It is estimated that of the £47 billion worth of Bounce Back Loans provided by the government, £4.9 billion is likely to be lost to fraud. Mark Rostron and Kate Heaney from the Insolvency Team at Darwin Gray look at what these loans mean.
What is a Bounce Back Loan?
At the start of the Covid-19 Pandemic, the UK Government introduced a lifeline to small businesses in the form of the Bounce Back Loan scheme. Businesses were able to borrow up to £50,000, to be repaid over a period of 6 years. A business could only borrow up to 25% of its turnover, but notably, previous years’ accounts and trading records did not have to be relied upon.
Despite the scheme’s intentions, the quick and immediate access to cash was a target for a minority of directors with hopes of using the Loans for their own personal benefit.
How have the Bounce Back Loans been misused?
Due diligence checks were relaxed for the Bounce Back Loans scheme, with businesses asked to self-declare their eligibility. This inevitably left the scheme open to abuse, causing the taxpayer to lose billions of pounds. A minority of directors have been said to spend their Bounce Back Loans on luxury items like new cars, extravagant holidays, sending lump sums to themselves and family members, or to pay off their personal mortgages or put deposits down on houses, rather than using them to support their businesses.

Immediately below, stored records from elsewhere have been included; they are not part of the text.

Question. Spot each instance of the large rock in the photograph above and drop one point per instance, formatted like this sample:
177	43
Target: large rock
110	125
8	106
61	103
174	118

A key rule set by the government was that the Bounce Back Loans were to be used for the economic benefit of businesses. But it seems that many individuals used Bounce Back Loans for anything but. In a recent article by The Times, some examples of unauthorised use of the Bounce Back Loans scheme included:
- A businessman breached scheme rules by securing more than ten pandemic loans for companies in the same corporate group.
- A sandwich shop owner received a £35,000 loan for his business before using it to fund the refurbishment of his garden, gambling losses and a new business that went bust within six months.
- A soft drink company owner inflated his firm’s turnover by 100 times on his application to get a maximum £50,000 loan.
What’s being done about bounce back loan fraud?
The government has introduced new measures against those who fraudulently misused their Bounce Back Loans which includes prosecution and disqualification of directors. The new measures also extend the Insolvency Service’s powers to investigate and disqualify company directors who abuse their powers and dissolve companies to avoid paying back their Bounce Back Loans.
A director found guilty of fraudulently using a Bounce Back Loan could be held personally liable for repaying the outstanding balance due on the loan, which could be anywhere up to £50,000. The director may also face director disqualification and a heavy fine. The measures aim to deter that minority of directors who wish to escape their responsibilities and debts.
July 2022 saw the first four directors disqualified under the Insolvency Service’s new powers to tackle directors from dissolving companies and attempting to avoid their statutory responsibilities.